Beni e vacanze di lusso col Reddito di Cittadinanza: sequestrati 270 mila euro alle famiglie riconducibili a clan Contini

La Guardia di Finanza di Napoli, con il coordinamento della Direzione distrettuale antimafia, ha effettuato perquisizioni e sequestri di denaro nei confronti di 25 famiglie, secondo gli investigatori riconducibili al clan Contini, avendo percepito indebitamente l’assegno del Reddito di Cittadinanza.

Napoli, sequestri per soggetti vicini al clan Contini: percepivano il Reddito di Cittadinanza

Stando a quanto ricostruito dagli investigatori gli interessati sarebbero riusciti a ricevere mensilmente il Reddito non avendo dichiarato all’Inps la presenza, nel nucleo familiare, di soggetti condannati o sottoposti a misure cautelari per reati associativi di tipo mafioso.

Per ottenere il Reddito di Cittadinanza, infatti, bisogna necessariamente dichiarare l’assenza, all’interno del nucleo richiedente il beneficio, di soggetti legati ad attività di stampo mafioso. In caso contrario scatta immediatamente la revoca del bonus.

Le operazioni avviate dalla Guardia di Finanza hanno portato al sequestro di circa 270 mila euro, percepiti tra il 2019 e il 2020, oltre alle carte prepagate utilizzate per l’erogazione del beneficio. Nel corso delle indagini è emerso che il tenore di vita dei diretti interessati non rispecchiasse per nulla l’entità dei redditi dichiarati. Diverse spese, infatti, erano state sostenute per l’acquisto di beni di lusso e la frequentazione di rinomate località vacanziere, sia in Italia che all’estero.

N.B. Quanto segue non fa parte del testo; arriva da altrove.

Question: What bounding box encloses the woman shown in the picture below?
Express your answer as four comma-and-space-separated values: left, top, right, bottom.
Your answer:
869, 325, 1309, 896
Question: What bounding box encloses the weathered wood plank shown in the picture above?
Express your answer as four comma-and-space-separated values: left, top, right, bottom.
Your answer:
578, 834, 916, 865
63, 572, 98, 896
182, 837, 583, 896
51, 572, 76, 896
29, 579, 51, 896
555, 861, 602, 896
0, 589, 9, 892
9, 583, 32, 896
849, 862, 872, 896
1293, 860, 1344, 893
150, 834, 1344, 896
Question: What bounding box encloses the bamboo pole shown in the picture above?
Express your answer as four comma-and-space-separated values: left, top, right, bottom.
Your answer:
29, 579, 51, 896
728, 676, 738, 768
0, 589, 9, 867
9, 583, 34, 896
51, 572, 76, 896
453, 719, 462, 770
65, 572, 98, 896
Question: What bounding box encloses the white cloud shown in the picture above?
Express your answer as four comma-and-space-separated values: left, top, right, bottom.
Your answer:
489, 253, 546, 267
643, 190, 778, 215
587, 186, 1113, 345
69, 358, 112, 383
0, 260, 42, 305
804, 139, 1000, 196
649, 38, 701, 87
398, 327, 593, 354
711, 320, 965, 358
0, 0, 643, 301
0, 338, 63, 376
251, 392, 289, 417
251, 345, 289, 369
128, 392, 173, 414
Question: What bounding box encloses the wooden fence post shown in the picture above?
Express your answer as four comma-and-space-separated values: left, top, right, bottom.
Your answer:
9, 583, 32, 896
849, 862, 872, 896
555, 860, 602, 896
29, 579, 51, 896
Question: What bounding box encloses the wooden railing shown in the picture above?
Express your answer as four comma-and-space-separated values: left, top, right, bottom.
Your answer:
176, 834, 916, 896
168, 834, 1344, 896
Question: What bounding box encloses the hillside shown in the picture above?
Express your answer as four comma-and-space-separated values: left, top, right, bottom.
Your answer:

Su episodi simili, legati al Reddito di Cittadinanza, ultimamente è intervenuto più volte il Presidente della Regione Campania, Vincenzo De Luca. Durante uno dei suoi ultimi interventi, il Governatore ha dichiarato: “Diamo una mano alle famiglie, alla povera gente vera non ai figli di buona donna che prendono i soldi e non vanno a lavorare. Quella è un’altra cosa”.